Viewing 5 replies - 1 through 5 (of 5 total)
  • Moderator Jan Dembowski

    (@jdembowski)

    Forum Moderator and Brute Squad

    as well as making some tweaks to the default TwentyTen theme itself.

    I looked at the source and you are modifying the TwentyTen theme directly. Don’t do that. You’ll just suffer when your modifications get overwritten and wiped out with the next update.

    Create a child theme of TwentyTen in a different directory and make your modifications there. You’ll have less problems that way.

    Thread Starter Bill Kochman

    (@wordweaver777)

    Hello Jan,

    Thanks for your comments. Actually, a while back I did in fact read the online instructions regarding using child themes. However, there must be something that I am not quite grasping, because when I attempted to do so, it broke my blog.

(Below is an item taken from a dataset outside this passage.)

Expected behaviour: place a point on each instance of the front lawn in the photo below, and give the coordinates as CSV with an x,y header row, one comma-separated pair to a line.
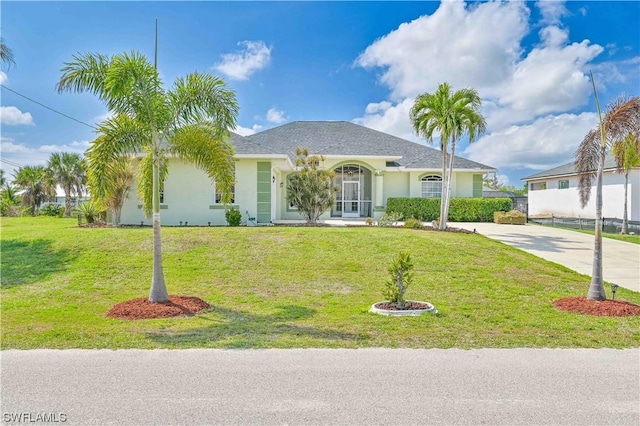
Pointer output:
x,y
281,287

I started getting all kinds of errors.

    I just re-read the instructions for creating a child theme and tried again.

    This time I made an exact copy of my current already-altered TwentyTen theme, and I renamed the folder “twentyten-child”.

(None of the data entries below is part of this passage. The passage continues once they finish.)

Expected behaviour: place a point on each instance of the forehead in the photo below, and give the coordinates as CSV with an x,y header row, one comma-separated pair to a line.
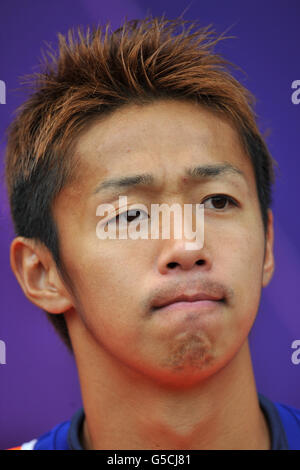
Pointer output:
x,y
161,138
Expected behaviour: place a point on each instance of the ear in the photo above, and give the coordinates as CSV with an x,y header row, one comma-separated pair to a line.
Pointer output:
x,y
37,274
269,264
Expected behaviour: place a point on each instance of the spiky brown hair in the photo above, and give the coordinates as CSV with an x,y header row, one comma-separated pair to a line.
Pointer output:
x,y
96,72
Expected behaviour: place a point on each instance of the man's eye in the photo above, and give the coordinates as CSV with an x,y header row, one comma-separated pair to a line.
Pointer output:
x,y
220,201
128,216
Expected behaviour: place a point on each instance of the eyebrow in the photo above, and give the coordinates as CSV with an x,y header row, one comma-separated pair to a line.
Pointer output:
x,y
203,172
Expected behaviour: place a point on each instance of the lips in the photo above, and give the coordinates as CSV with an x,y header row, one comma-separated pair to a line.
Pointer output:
x,y
186,298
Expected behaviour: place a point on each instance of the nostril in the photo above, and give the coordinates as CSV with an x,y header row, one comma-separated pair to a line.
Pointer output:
x,y
200,261
172,265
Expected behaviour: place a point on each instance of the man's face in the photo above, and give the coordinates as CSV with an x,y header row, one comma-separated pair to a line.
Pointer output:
x,y
117,281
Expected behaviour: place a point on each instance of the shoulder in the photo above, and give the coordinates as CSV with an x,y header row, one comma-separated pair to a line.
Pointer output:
x,y
55,439
290,418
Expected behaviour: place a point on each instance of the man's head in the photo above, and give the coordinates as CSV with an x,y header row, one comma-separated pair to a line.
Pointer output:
x,y
146,99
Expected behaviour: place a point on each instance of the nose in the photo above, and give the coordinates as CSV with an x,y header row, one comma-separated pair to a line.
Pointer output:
x,y
175,256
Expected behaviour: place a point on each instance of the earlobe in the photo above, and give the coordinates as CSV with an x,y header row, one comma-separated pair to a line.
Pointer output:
x,y
37,275
269,263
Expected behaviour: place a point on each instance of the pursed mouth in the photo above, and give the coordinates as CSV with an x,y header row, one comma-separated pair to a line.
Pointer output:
x,y
187,302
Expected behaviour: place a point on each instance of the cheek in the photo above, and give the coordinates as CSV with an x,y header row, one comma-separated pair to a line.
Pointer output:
x,y
241,258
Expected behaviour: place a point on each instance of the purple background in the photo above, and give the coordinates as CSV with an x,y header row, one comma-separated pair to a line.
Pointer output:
x,y
39,383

    I made sure that I have “Template: twentyten” in the head section, as well as “@import url(“../twentyten/rtl.css”);” after the head section, and before all of the CSS code.

    After that, when I try to activate my child theme, I start getting errors like this:

    Fatal error: Cannot redeclare twentyten_excerpt_length() (previously declared in /Applications/myServer/mySite/Blog/wp-content/themes/twentyten-child/functions.php:231) in /Applications/myServer/mySite/Blog/wp-content/themes/twentyten/functions.php on line 231

    In the “functions.php” file — which that error is talking about — there are all kinds of comments like the following, and I am not sure how I am so supposed to do what it says:

    * To override this in a child theme, remove the filter and optionally add
    * your own function tied to the wp_page_menu_args filter hook.

    If I try to fix it with my limited understanding, then my server just throws me a similar error with the very next function, and on and on it goes.

    That is why I gave up. I just couldn’t figure out what I was supposed to do.

    In other words, am I supposed to remove the entire function from the child’s “function.php” file, or just comment it out? Do I need to then write another function to replace it?

    I don’t know PHP, and usually just alter the actual HTML and CSS in files. I don’t know how to write functions.

    Any assistance would be greatly appreciated, because the online instructions don’t suffice; at least not for someone at my level of understanding.

    Thanks!

    Open your FTP program, go to your 2010 Theme, copy it to your computer, rename the folder, open style.css, under the name part, rename that, upload back to themes, activate and edit without worrying of it being overwritten.

    Thread Starter Bill Kochman

    (@wordweaver777)

    Hello Boyevul; thanks for your response. That is precisely what I ended up doing just over six hours ago.

    While I had pretty much resolved the aforementioned problem by removing the original “functions.php” file from my child theme’s folder, and then making a new file with just the part that I needed, there was still one nagging graphical problem.

    So, realizing how much I had already altered TwentyTen, and that it was pretty much a new theme already, I decided to go the full mile with it. Thus, I made a copy of the directory, renamed the folder, renamed the theme, took the template string out of the head section of the CSS file, and removed the import string from the CSS file as well.

    After a few more graphic tweaks in the template files, it is now a full-blown standalone theme, exactly as you have stated. Now I can continue tweaking to my heart’s content without having to worry about updates.

    @jan Dembowski, nice one. Needed this guide too. Thanks!